Provide Options to JwtBearerAuthenticationScheme dynamically per request

[vpachipenta]

I have a multi-tenant web application. Each tenant has a unique hostname. ex. tenant1.mycompany.com, tenant2.mycompany.com. We have IdentityServer4 based app to issue oAuth 2 tokens. This token issuer app also works in a multi-tenant model i.e. same instance of the application can be reached as https://tenant1.mycompany.com/tokenissuer etc. We have other services in our application, which hosts APIs supporting different functional areas. All these services are multi-tenant applications and accessible as http://tenant1.mycompany.com/service1/api/...

For the other services (developed using ASP.Net Core 3.1) to accept and validate access tokens issues by the token issuer, I am trying to use JwtBearerAuthenticationScheme. However, the configurations (i.e. issues, authority, IssuerSigningKey, etc - JwtBearerOptions) for this scheme need to be provided at the time of configuring services. We will not have these details at the time of application startup, as the configuration values are different for each tenant.

Is there a way to provide these options per request? We have another middleware, which identifies a tenant and builds all necessary configuration at the beginning of the request pipeline. I am currently using the following code snippet in my ConfigureServices method, to test using a hardcoded tenant.

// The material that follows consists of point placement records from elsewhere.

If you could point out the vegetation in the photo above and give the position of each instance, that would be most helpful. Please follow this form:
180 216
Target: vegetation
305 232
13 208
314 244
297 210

.AddJwtBearer(JwtBearerDefaults.AuthenticationScheme, options =>
      {
        options.Authority = "https://tenant1.mycompany.com/tokenissuer";
        options.TokenValidationParameters = new TokenValidationParameters
        {
          ValidAudience = "https://tenant1.mycompany.com/tokenissuer/resources",
          ValidIssuer = "https://tenant1.mycompany.com/tokenissuer",
          ValidateIssuerSigningKey = true,
          IssuerSigningKey = xxxxx ,
          ValidateIssuer = true,
          ValidateAudience = true,
          ValidateLifetime = true,
        };
      });

[Tratcher]

No, multi-tenant auth is not currently supported. The closest you can get today is to add a JwtBearer instance per tenant at startup and then invoke them by auth scheme name.

[vpachipenta]

Thanks for the quick response. I ended up creating a CustomJWTBearerAuthenticationScheme to handle this situation.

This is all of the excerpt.